How T-Mobile Doubled its Market Share through Artificial Intelligence
What can you advise a brand that has a qualitatively worse product, operates in a largely commoditized market and has suffered massive losses for years? The way out of the misery reminds of the fantastic stories of Baron Munchhausen, who pulled himself out of the swamp by his own hair.
Our analytical know-how was the decisive basis for an unprecedented success story in which the market share doubled in only 4 years and today profits are at a record high. Read how similar effects will be possible for you as well.
The Brilliant Frontal Attack
The year was 2013. T-Mobile was virtually doomed to die. Years of massive losses lay behind it. But the mother company found no buyer for the unloved daughter. John Legere took over leadership of the company as CEO and was given free rein from the headquarters. Things could hardly get any worse.
His strategy was to move heaven and earth, so that customers would again opt for T-Mobile. He reduced the prices, terminated the contract obligations and threw in top smartphones simply for free. He framed the whole story with a communication story “The Un-Carrier”, in which he celebrated T-Mobile as the Robin Hood of the mobile phone companies.
The customer growth was not long in coming. Yet the question remained: Why do customers come to us? Is it the price, the contract obligation, the smartphone or the emotional attraction of the new positioning? Conventional methods gave contradictory answers. One could get any response by filtering the insights accordingly. Does this sound familiar to you?
Artificial Intelligence in Action
T-Mobile addressed this question to us because the question of why, the question about the central cause of success is our specialty. Conventional correlation and regression analyzes had not been able to provide convincing answers.
We resorted to a nationwide survey of customers and non-customers. Such “brand trackers” are carried out by almost all companies on a regular basis.
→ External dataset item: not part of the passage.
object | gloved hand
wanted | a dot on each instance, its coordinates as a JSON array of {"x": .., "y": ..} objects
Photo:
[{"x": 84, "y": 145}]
In these, we measure the willingness to change to T-Mobile, the perception of the brand image, the extent to which the new positioning has already been learned, and, above all, the assessment of the customers and prospective customer regarding the central purchasing criteria such as network quality, price, contract obligation, service or devices.
Still, data is useless if it is not possible to identify the true cause-and-effect relationships from them. Simple correlations only provide spurious correlations and conventional statistical methods are neither able to take into account indirect cause-effect relationships nor to correctly represent the unknown facets of the relationships (nonlinearities and moderation effects).
We carried out a universal structural modeling – a causal machine learning procedure. It is distinguished by three captivating properties:
- Measures causality not correlations, and thus avoids the classic pseudo insights.
- Reveals indirect effects and thus, in contrast to classical driver analyzes and regression approaches, is able to estimate the true overall effect.
- Is self-learning and thus models previously unknown nonlinearities and interactions.
Importance of the Findings: Immense
The findings of the analysis were manifold. The most important and at the same time most surprising insight was this:
Neither price contract obligation nor top equipment has a massive direct impact on the purchase. It was the “Robin Hood” positioning that attracted the customers. The pricing, lack of contract obligation or equipment extras were merely levers that fuelled the perception of this positioning. Findings that remained hidden with conventional analyzes.
Instead of preserving the growth by fighting yet another price war, we recommended to constructively strike out new paths, which substantiate the positioning. Exactly this was the path of the company in the coming years. T-Mobile offered, for example, customers of the competitors to take over the fee in case of premature termination. Or the flat rate was extended to calls abroad.
“Success Drivers provided us the confidence to advise our business partners on the most effective and efficient means for sustaining our brand momentum.” David Feick, Ph.D. Director Consumer Insights, T-Mobile USA
The case study shows the crucial importance of a precise understanding of what motivates the customers in their market to act as they do.
Industry knowledge of experts is a necessary but not sufficient prerequisite, because the variety of simultaneously acting cause-and-effect relationships cannot be deciphered by a human being manually. Causal artificial intelligence can help, as the example shows impressively.
The example also shows how conventional statistics in such real-world questions often are not sufficient. Success factors influence each other (indirect effects), change their meaning depending on the context (interaction) and depending on their occurrence (non-linearity). Artificial Intelligence and Machine learning algorithms can support management in extracting valuable information from the ocean of data.